# Week 3 Homework: Working with Pandas

Create a new IPython Notebook and use it to answer the following assignments, using what you've learned this week. Note that the last sections for each are meant to be a little more challenging.

## Question 1

Load the MovieData.csv dataset into a pandas DataFrame as described in this week's lesson, and use it to find the following values:

a. What is the median profit of movies with budgets of over $50M?

b. How many movies were released by each film distributor? Output the results to a csv file. 

c. What are the mean and median movie profits by decade?

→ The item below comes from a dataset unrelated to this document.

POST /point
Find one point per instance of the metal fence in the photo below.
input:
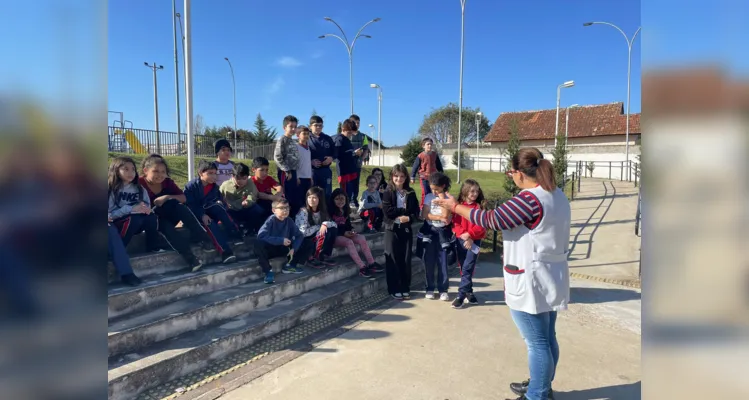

Which decade was the most profitable? (Hint: Answering this question requires several steps: grouping the movies by decade, computing the mean and median profits for each decade, and combining the results back together.)

### Solution

First, we load the dataset into a pandas DataFrame, just like in the lesson:

In [1]:
import pandas
import datetime as dt

In [2]:
def make_date(date_str):
    '''
    Turn a MM/DD/YY string into a datetime object
    '''
    m, d, y = date_str.split("/")
    m = int(m)
    d = int(d)
    y = int(y)
    if y > 13:
        y += 1900
    else:
        y += 2000
    return dt.datetime(y, m, d)

In [3]:
movies = pandas.read_csv("MovieData.csv", sep='\t', 
                         na_values=["Unknown", "Unkno"], parse_dates=[0], date_parser=make_date)

Make sure the data looks correct:

In [4]:
movies

Unnamed: 0,Release_Date,Movie,Distributor,Budget,US Gross,Worldwide Gross
0,2012-03-09,John Carter,,300000000,66439100,254439100
1,2007-05-25,Pirates of the Caribbean: At World's End,Buena Vista,300000000,309420425,960996492
2,2013-12-13,The Hobbit: There and Back Again,New Line,270000000,,
3,2012-12-14,The Hobbit: An Unexpected Journey,New Line,270000000,,
4,2010-11-24,Tangled,Buena Vista,260000000,200821936,586581936
5,2007-05-04,Spider-Man 3,Sony,258000000,336530303,890875303
6,2009-07-15,Harry Potter and the Half-Blood Prince,Warner Bros.,250000000,301959197,934416487
7,2011-05-20,Pirates of the Caribbean: On Stranger Tides,Buena Vista,250000000,241063875,1043663875
8,2012-07-20,The Dark Knight Rises,,250000000,,
9,2009-12-18,Avatar,20th Century Fox,237000000,760507625,2783918982


In [5]:
# Replace missing values with zeros
movies.fillna(0, inplace=True)

In [6]:
# Fill in Worldwide Gross when it's missing
movies["Worldwide Gross"][movies["Worldwide Gross"]==0] = movies["US Gross"]

A value is trying to be set on a copy of a slice from a DataFrame

See the caveats in the documentation: http://pandas.pydata.org/pandas-docs/stable/indexing.html#indexing-view-versus-copy
  from ipykernel import kernelapp as app


### a)

Create a new Profit column, which will be the difference between Worldwide Gross and the budget.

In [7]:
movies["Profit"] = movies["Worldwide Gross"] -  movies["Budget"]

In [8]:
movies.head()

Unnamed: 0,Release_Date,Movie,Distributor,Budget,US Gross,Worldwide Gross,Profit
0,2012-03-09,John Carter,0,300000000,66439100,254439100,-45560900
1,2007-05-25,Pirates of the Caribbean: At World's End,Buena Vista,300000000,309420425,960996492,660996492
2,2013-12-13,The Hobbit: There and Back Again,New Line,270000000,0,0,-270000000
3,2012-12-14,The Hobbit: An Unexpected Journey,New Line,270000000,0,0,-270000000
4,2010-11-24,Tangled,Buena Vista,260000000,200821936,586581936,326581936


We only care about a subset of the data: movies with budgets greater than $50,000,000, so we create a new DataFrame with only the rows that fit our criteria:

In [9]:
bigger_budget = movies[movies.Budget > 50000000]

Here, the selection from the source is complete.